Main reason why monoliths turn into big ball of mud is that when product in going through rapid iterations investing into technical scalability doesn’t make much sense. However, at some point as the product matures engineering organisation should sift gears and push more for system long term health. Noticing that point can be quite challenging as it requires change in the whole product organisation’s mindset.

In the following post I list 4 alternatives starting from the most lightweight ones that require relatively little upfront investment to more heavy ones. As the organisation grows I’d be looking for moving from the lighter alternatives to the more heavy ones and then finally switching to full blown microservices.

A small stable team should be able to agree on how to build stuff. If a team of 5–7 people is not able to establish some basic guidelines about their architecture then it’s not likely going to be successful doing anything anyway.

Inside a single codebase it is perfectly possible to hide the internals of each module and minimise the public APIs between them. Usually the reason why modular design is so hard is not because every team has some evil engineer who consciously adds code to the wrong module. It is because he/she is unable to find the proper place where new logic should be implemented. Microservices are not solving this dilemma in any way.

Let’s say I have modules A, B, C. My challenge is adding new code that does not fit into any of them. Why should I believe that having services A, B, C will make it any easier? Most likely what will happen is that I will still add something to service A that should not be there at all. So over time that service A becomes big ball of mud or even worse I will have a distributed monolith in my hands. With modules the barrier to do the right thing and refactor existing structure is much lower.

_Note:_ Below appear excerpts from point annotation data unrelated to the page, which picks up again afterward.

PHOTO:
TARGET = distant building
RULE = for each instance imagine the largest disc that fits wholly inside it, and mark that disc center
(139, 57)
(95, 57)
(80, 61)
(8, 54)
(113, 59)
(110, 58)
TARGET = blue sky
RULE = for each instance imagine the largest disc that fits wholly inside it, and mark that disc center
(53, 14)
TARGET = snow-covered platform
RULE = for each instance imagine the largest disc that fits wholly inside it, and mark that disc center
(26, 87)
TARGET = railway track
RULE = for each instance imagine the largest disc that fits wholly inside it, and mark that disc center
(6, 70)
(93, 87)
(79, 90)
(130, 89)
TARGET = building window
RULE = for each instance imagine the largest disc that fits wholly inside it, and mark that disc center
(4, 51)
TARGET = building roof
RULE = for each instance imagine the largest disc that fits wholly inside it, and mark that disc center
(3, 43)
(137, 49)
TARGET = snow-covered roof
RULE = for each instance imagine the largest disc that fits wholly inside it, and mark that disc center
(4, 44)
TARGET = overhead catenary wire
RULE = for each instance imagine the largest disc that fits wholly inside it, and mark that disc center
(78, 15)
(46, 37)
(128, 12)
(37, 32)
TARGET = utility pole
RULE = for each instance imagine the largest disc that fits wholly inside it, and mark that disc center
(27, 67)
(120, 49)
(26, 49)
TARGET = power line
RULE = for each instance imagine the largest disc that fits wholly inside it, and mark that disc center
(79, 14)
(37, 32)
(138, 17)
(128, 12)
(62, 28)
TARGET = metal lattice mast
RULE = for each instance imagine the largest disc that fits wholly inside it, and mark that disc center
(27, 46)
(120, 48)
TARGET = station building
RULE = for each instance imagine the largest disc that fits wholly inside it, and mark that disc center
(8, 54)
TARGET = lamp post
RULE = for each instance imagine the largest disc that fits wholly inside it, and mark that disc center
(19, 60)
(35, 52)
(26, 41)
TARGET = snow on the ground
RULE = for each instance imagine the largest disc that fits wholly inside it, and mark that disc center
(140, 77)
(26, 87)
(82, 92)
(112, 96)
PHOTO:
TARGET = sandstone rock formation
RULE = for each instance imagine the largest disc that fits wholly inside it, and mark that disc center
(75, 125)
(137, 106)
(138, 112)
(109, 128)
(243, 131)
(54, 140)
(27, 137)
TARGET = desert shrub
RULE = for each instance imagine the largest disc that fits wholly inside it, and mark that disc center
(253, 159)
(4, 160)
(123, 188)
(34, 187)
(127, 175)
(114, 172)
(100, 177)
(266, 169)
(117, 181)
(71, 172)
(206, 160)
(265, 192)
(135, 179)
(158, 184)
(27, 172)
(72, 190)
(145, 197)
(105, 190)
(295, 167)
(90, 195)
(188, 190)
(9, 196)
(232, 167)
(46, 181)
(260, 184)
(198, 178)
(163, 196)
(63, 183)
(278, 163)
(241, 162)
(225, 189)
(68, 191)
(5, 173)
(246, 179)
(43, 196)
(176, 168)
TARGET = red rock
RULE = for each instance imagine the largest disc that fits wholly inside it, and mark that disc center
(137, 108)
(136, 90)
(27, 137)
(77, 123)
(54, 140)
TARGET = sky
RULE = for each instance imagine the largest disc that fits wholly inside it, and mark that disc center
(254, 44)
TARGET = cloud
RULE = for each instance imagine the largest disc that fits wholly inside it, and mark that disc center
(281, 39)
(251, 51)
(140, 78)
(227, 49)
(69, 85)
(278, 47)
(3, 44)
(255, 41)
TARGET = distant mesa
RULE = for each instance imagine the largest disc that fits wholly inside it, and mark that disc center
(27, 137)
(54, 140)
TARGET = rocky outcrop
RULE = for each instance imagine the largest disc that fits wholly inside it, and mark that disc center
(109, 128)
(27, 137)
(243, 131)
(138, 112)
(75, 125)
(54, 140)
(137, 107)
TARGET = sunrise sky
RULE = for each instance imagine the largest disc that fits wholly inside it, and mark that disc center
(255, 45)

Btw I can also split the data storage into multiple schemas or logical databases. When the time comes I can split it between multiple DB servers. This does not add much cost. However, it prepares me for possible future situation where database needs to be broken down into smaller pieces.

If just an agreement or a decision record is not enough I can introduce tools that verify nobody is accidentally doing something they shouldn’t.

Tools like ArchUnit or JDepend can be used to verify that there are no unwanted dependencies between the modules/subsystems. Neal Ford calls these architectural fitness functions.

This is heavier solution but also allows to enforce the boundaries more strictly. At the same time there is still no operational overhead of managing microservices. I still compose all module artifacts into one deployable unit.

This is technically already microservices but wanted to add it here as a lighter version of how microservices are typically implemented.

Instead of pushing each microservice into its own code repository all services owned by a single team can reside in a single repository. While this gives me all the benefits of strict isolation I can still move stuff around more easily than with polyrepos.

Important point is that this is not monorepo for the whole organisation but just for one team. As soon as there are multiple teams working on a single codebase things get more complicated. Teams start reusing what should not be shared across boundaries and therefore become more coupled to each other. Again with conscious effort this can work even with multiple teams but already at 3 teams the benefits of this approach become more questionable.

Microservices are very powerful but also very expensive. The bigger the organisation the more value microservices offer. When team is small and product is still going through a lot of changes it is not likely the best choice. Instead of going for the heaviest solution there are several much cheaper options to evaluate until the engineering organisation is big enough to benefit from microservices.

Monolith is not something to be afraid of. The key thing is recognising the point at which it starts to slow down the organisation. Splitting single codebase into smaller pieces is not an easy endeavour but it has some benefits as well. It helps to avoid having too much knowledge stuck in legacy systems and is an opportunity to renew team’s knowledge of the system.